Often enough our trust is not wholehearted, for we are not sure that God hears us. We think it is due to our unworthiness and because we feel absolutely nothing: we are often as barren and dry after our prayers as we were before. This awareness of our foolishness is the cause of our weakness. At least, this has been my own experience.
All this our Lord brought immediately to mind, and in this revelation said, ‘I am the foundation of your praying. In the first place my will is that you should pray, and then I make it your will too, and since it is I who make you pray, you do so pray, how can you not have what you ask for?’
Thus in this first reason, and the three that follow, our good Lord showed me great comfort, as can be gathered from his words.
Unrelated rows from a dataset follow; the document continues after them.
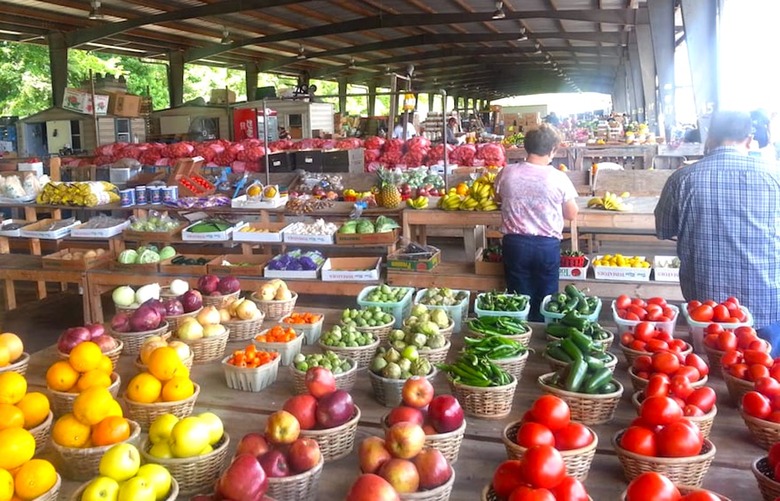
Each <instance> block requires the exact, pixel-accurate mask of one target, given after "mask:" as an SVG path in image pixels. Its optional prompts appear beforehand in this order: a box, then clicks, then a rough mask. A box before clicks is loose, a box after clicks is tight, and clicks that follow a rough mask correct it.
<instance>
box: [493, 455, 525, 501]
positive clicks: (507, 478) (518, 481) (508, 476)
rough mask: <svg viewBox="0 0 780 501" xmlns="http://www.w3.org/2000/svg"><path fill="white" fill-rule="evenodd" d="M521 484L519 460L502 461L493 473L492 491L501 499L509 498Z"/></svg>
mask: <svg viewBox="0 0 780 501" xmlns="http://www.w3.org/2000/svg"><path fill="white" fill-rule="evenodd" d="M523 483H524V482H523V462H522V461H520V460H519V459H510V460H508V461H504V462H503V463H501V464H500V465H498V468H496V471H495V473H493V490H494V491H495V492H496V495H497V496H499V497H501V498H507V497H509V495H510V494H511V493H512V491H513V490H515V489H516V488H517V487H519V486H521V485H523Z"/></svg>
In the first reason, when he says ‘and you do so pray’, he reveals his great pleasure, and the eternal reward that he gives to us who pray. In the second reason, where he says ‘how can you not have?’, he is talking of something which is not possible; for it is quite impossible that we should pray for mercy and grace and not receive it! Everything our Lord makes us ask for he has ordained for us from before time. So now we can see that it is not our praying that is the cause of God’s goodness to us. He showed this to be true in that lovely word, ‘I am the foundation’. It is our Lord’s will that this truth be known by all his earthly lovers. The more we know it to be true, the more we shall pray, if we are sensible. This is our Lord’s meaning.
Prayer is the deliberate act of the soul. It is true, full of grace, and lasting, for it is united with and fixed into the will of our Lord by the inner working of the Holy Spirit. Our Lord is the first to receive the prayer – as I see it – and he accepts it gratefully and joyfully. Then he sends it up above, and puts it in the treasury where it will never perish. There it remains continually, before God and his holy ones, ever helping our needs. And when we come to our bliss it shall be given back to us, a contribution to our joy, with his eternal, glorious gratitude.
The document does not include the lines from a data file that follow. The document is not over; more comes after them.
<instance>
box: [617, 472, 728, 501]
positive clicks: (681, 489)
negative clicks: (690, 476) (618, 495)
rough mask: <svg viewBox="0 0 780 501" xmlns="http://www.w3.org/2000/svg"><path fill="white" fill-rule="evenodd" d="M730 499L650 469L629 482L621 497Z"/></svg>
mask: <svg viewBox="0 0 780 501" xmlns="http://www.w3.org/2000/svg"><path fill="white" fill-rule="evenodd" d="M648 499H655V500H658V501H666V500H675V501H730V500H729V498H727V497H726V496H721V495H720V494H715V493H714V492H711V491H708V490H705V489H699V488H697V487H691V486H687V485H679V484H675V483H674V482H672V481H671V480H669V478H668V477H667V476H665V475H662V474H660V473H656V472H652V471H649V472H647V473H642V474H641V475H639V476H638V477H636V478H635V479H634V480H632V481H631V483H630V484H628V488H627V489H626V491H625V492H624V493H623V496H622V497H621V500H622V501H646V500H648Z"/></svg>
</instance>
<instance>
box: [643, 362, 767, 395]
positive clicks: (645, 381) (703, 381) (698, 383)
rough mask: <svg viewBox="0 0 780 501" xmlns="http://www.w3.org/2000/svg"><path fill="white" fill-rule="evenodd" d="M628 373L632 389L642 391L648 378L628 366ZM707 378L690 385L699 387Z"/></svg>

Our Lord is greatly cheered by our prayer. He looks for it, and he wants it. By his grace he aims to make us as like himself in heart as we already are in our human nature. This is his blessed will. So, he says, ‘Pray inwardly, even if you do not enjoy it. It does good, though you feel nothing, see nothing. Yes, even though you think you are doing nothing. For when you are dry, empty, sick or weak, at such a time is your prayer most pleasing to me though you find little enough to enjoy in it. This is true of all believing prayer’.
Because of the reward and everlasting gratitude he wants us to have, he is eager to see us pray always. God accepts his servant’s intention and effort, whatever our feelings. It pleases him that we should work away at our praying and at our Christian living by the help of his grace, and that we consciously direct all our powers to him, until such time as, in all fullness of joy, we have him whom we seek, Jesus…
With prayer goes gratitude. Thanksgiving is a real, interior knowledge. With great reverence and loving fear, it turns us with all our powers to do whatever our good Lord indicates. It brings joy and gratitude within. Sometimes its very abundance gives voice, ‘Good Lord, thank you and bless you!’… Thanksgiving is a blessed thing in his sight.